Чтобы в этом хоть как-то разобраться, пришлось проявить упорство, близкое тому, каким славились «знатоки», а ныне славятся «менты». Единственное, что я выяснил на первом этапе, был факт пребывания молодого Якова Ефимовича за решеткой и написание им произведения на эту тему. Теоретические исследования, борьба за нетленные рапповские идеи исключались. Мне ничего не оставалось, кроме как отправиться в Ленинскую библиотеку и шуровать в каталоге. Так я обнаружил шедевр, рожденный в камере. Назывался он бесхитростно – «Во внутренней тюрьме ГПУ. (Наблюдения арестованного)». Дата – 1924 год. Я заказал книгу. И получил отказ: уникальное творение сберегалось в спецхране. А там читательские просьбы удовлетворялись лишь при наличии официальной бумаги, подтверждающей крайнюю нужность книги, недоступной простым смертным. Но почему в данном случае такие препоны? Пришлось отправляться к писательскому начальству, убеждать его, будто мне – кровь из носу – необходимо творение о внутренней тюрьме ГПУ середины двадцатых годов. Пишу, дескать, статью о различных видах мемуарной литературы. Доводы жидковаты, начальство выгораживало Эльсберга и опасалось обнаружения других стукачей.

Я сообразил не называть его фамилию, по карточке в каталоге зная псевдонимы: Шапирштейн-Лерс и просто Лерс. Один из них указал в своем прошении и получил бумажку для спецхрана. В Ленинке бумажку приняли без энтузиазма, но отказать уже не решились. Так я получил книгу, десятилетиями пылившуюся на полках спецхрана, не вызывавшую ни малейшего интереса, не востребованную читателями. А жаль. «Во внутренней тюрьме ГПУ» – творение не самое заурядное даже на сегодняшнем фоне, когда выпускается не только детективщина всех сортов и видов, но и пособия по самолечению, кулинарные и врачебные советы, рекомендации по мытью в бане, по уборке квартир и т.д.

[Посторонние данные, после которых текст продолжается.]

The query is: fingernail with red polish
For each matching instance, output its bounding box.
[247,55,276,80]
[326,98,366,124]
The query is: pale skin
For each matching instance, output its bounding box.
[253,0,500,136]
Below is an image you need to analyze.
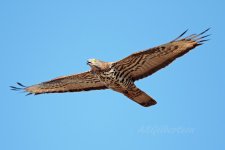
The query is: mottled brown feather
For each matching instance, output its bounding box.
[113,29,209,81]
[25,72,107,95]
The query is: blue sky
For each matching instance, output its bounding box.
[0,0,225,150]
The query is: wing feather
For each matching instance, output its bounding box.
[11,72,107,95]
[113,29,209,81]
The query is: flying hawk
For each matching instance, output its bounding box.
[11,29,209,107]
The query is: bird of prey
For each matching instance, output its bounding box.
[11,29,209,107]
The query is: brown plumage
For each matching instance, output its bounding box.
[11,29,209,107]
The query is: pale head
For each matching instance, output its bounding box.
[87,58,105,71]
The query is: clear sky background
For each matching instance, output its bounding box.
[0,0,225,150]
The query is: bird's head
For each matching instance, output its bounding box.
[87,59,105,72]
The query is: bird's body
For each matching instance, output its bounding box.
[11,29,208,107]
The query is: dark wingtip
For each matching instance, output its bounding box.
[16,82,26,87]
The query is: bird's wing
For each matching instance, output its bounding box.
[113,29,209,81]
[11,72,107,95]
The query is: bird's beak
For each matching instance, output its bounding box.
[87,61,91,65]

Я. Эльсберг (он же Ж. Эльсберг, он же Я.Е. Шапирштейн-Лерс) на туманной заре своей творческой деятельности создал произведение в жанре, видимо, близком ему с младых ногтей. Книга о внутренней тюрьме ГПУ почему-то вышла в ничем не примечательном городе Бодайбо на Дальнем Востоке. Но столица отнюдь не забыта автором, посвятившим, о чем сказано на титульном листе, свой труд дому, что в Москве на Лубянской площади.

Гонорар за нее перечислялся на самолеты для эскадрильи «Красный Бодайбо». Таким образом, в корысти автора заподозрить нельзя. Ни в коем разе. Равно как и в аполитичности, в безразличии к советскому государству. Свою неистощимую любовь к нему бывший студент историко-филологического факультета доказывал делом, не щадя творческих сил. Даже находясь в тюрьме и не намекая на свою невиновность. Да и вообще, какие тут могут быть ошибки? Согрешил. Видимо, по части спекуляции или чего-то в таком роде. Подобно сокамерникам. О них-то и написал молодой, многое обещавший Я. Эльсберг. Про каждого – отдельный, вполне умело изготовленный очерк, подтверждавший справедливость, даже необходимость ареста и содержания за решеткой.

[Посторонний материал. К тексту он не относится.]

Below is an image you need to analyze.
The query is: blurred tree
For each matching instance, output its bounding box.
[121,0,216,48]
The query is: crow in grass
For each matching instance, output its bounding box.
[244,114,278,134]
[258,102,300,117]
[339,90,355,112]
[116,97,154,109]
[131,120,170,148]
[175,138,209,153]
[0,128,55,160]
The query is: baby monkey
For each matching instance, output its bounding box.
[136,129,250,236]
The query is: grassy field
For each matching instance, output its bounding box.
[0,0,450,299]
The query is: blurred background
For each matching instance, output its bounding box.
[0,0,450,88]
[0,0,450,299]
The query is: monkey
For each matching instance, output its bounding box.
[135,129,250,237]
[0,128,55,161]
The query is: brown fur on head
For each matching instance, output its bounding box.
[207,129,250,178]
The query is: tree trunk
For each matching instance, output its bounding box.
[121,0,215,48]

Если в трагической истории Ш. эльсберговские доносы сыграли зловещую роль, то, рисуя судьбы товарищей по нарам и параше, он прежде всего воздавал должное ГПУ, которое так умело, тщательно очищает советское общество от мошенников. Среди них и протекали дни Эльсберга, заполненные вдохновенным творчеством.

А зачем, собственно, требуется курить фимиам чекистам, выполняющим свои обязанности? Может, и не требуется. Душа взывает; будущий лауреат Сталинской премии спешит доказать свою преданность делу Феликса Эдмундовича и его славных соратников, пересажавших сотни тысяч граждан, не вдаваясь в такие мелочи, как ответственность за каждый арест. С этой точки зрения, труд одного из ревнителей рапповской мудрости, а в дальнейшем – мудрости соцреалистической  был не ахти как, но все-таки полезен. Писал-то человек не посторонний, а знающий что почем. Возможно, чем-то и рисковавший: не приведи Б-г, сокамерники прочитали бы сочинение прежде, нежели оно попало в «чистые» руки чекистов. Я.Е. Эльсберг – один из родоначальников литературы во славу карательных органов, литературы, высоко ценимой советским государством во все времена. А когда государство ослабило эту свою заботу о ней уже в постсоветское время, у жанра нашлось достаточно покровителей. Сам читательский спрос – тоже ведь стимул.

Мне неизвестно, как сказалась забота ГПУ об авторе-зэке. То есть известно, что его деятельность получила поддержку. Иначе «наблюдения арестованного» так и не нашли бы себе применения. Разве что в позднейших задушевных беседах с молодыми сотрудниками Института мировой литературы, уверенными, будто доносительство украшает ученого. И вполне к лицу члену Союза советских писателей.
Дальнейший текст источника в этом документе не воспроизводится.